Titane, written and directed by Julia Ducournau. Starring Agathe Rousselle and Vincent Lindon. France/Belgium, 108 minutes, III. Opened Apr 21. (PHOTO PROVIDED TO CHINA DAILY)
French writer-director Julia Ducournau has certainly developed a distinct style over an emerging filmography that spans just two feature films.
To say that her second film, 2021 Palme d’Or winner Titane, bears echoes of body horror master David Cronenberg and the mechanical mayhem of Shinya Tsukamoto’s cult classic Tetsuo: The Iron Man is entirely fair. But what makes Titane more than just a trippy, car fetish “romance” — and really what makes it of a piece with Raw, Ducournau’s 2016 debut — is the acutely observed and wholly human mechanical mayhem at the heart of her work. Describing Titane as divisive would be an understatement. You either fully get on board with the demented clash of sex, violence, loneliness and family bonds, or you don’t. It’s that simple.
The story begins with a little girl, Alexia, suffering a traumatic injury in a car crash, and picks up with her years later, now working a lurid motor show as a car model. Alexia (journalist and model Agathe Rousselle in her feature debut) clearly has a car fetish, because following an unwanted advance by a fan and a brutal murder, she has sex with the car she just modeled with. Not in the car. With the car.
As it turns out, Alexia is a homicidal maniac, and after another murder puts her on wanted lists, she cuts off her hair, ditches her singular wardrobe and finds refuge with Vincent (veteran Vincent Lindon, The Measure of a Man), a firefighter desperate to hang on to his youth while still grieving his missing son Adrien. Alexia rebrands herself as Adrien and moves into the firehouse.
Titane, written and directed by Julia Ducournau. Starring Agathe Rousselle and Vincent Lindon. France/Belgium, 108 minutes, III. Opened Apr 21. (PHOTO PROVIDED TO CHINA DAILY)

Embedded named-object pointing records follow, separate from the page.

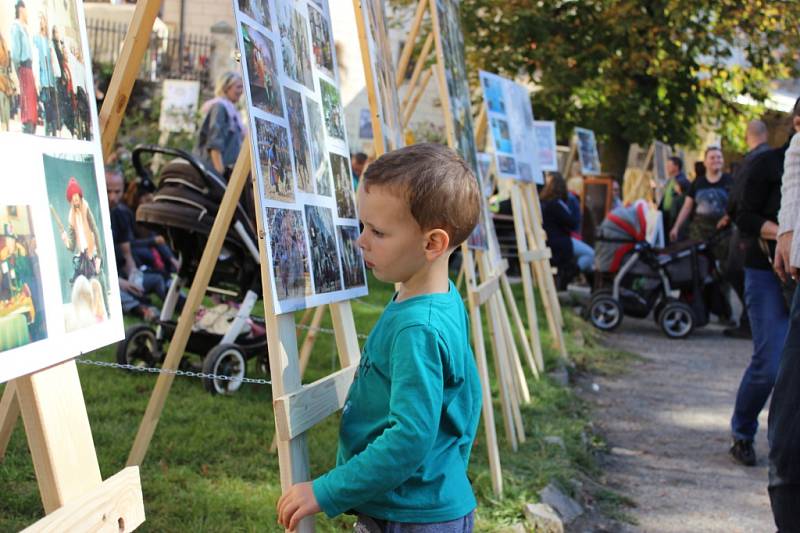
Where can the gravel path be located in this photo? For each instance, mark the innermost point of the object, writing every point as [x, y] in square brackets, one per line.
[667, 424]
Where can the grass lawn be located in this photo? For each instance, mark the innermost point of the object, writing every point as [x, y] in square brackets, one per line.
[209, 467]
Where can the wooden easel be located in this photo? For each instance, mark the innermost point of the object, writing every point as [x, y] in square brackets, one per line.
[51, 401]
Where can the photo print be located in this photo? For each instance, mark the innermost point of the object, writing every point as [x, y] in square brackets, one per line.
[343, 184]
[45, 80]
[322, 179]
[75, 214]
[262, 71]
[257, 10]
[321, 41]
[22, 312]
[332, 110]
[289, 253]
[300, 148]
[294, 43]
[324, 260]
[352, 260]
[273, 156]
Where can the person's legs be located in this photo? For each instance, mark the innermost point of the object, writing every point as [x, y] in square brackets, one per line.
[769, 322]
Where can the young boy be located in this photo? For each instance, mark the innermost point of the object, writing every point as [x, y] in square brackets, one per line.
[412, 411]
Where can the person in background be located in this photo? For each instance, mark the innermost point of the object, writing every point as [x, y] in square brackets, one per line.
[222, 131]
[357, 164]
[674, 191]
[756, 211]
[784, 411]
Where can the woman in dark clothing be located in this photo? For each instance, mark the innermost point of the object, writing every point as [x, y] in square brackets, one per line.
[558, 222]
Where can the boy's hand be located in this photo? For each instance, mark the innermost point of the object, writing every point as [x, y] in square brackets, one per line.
[297, 503]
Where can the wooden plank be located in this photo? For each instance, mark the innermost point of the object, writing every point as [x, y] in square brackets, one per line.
[120, 87]
[183, 330]
[299, 411]
[114, 506]
[9, 413]
[411, 39]
[479, 348]
[59, 435]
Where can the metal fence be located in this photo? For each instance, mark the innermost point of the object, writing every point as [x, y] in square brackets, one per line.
[167, 57]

That is the tip of a very large thematic iceberg that, despite an utterly ludicrous narrative, is one of the most moving examinations of gender identity, emotional desolation and family to hit screens in many, many years. For all Titane’s garishness, aggressive weirdness and clanging metal, at its core it’s a story about two damaged people searching for some kind of meaningful connection.
Ducournau, so far at least, has demonstrated herself to be a filmmaker with a laser focus on our collective desires, particularly at their most stripped down. In Raw, she explored the depths of our primal appetites through a young woman who develops a taste for human flesh while at veterinary school. She’s doing it again here, this time by exploring the depths of our appetite for love.
Films with the audacity of Titane work because the characters resonate; because we know them. As Vincent, Lindon strikes a perfect balance between machismo and sensitivity in how he processes “Adrien” returning, and you can almost see that Vincent knows the truth and simply doesn’t care. The fantasy is preferable to the agony of the probable fate of his missing child. But Lindon’s heartbreaking turn would have zero traction without Rousselle’s layered, ferocious, androgynous and, despite her killer status, vulnerable portrayal to push against. She demands you acknowledge Alexia’s demented humanity, even at her most depraved. It’s an amazing, suitably unhinged performance that keeps us on our toes.
Surprises are hard to come by in movies these days, so for all Ducournau might owe Cronenberg and Tsukamoto concept-wise, she’s on another level emotionally. Where those two directors aimed to transcend humanity physically, Ducournau seems to be looking for it more deeply in its existing form, warts and all.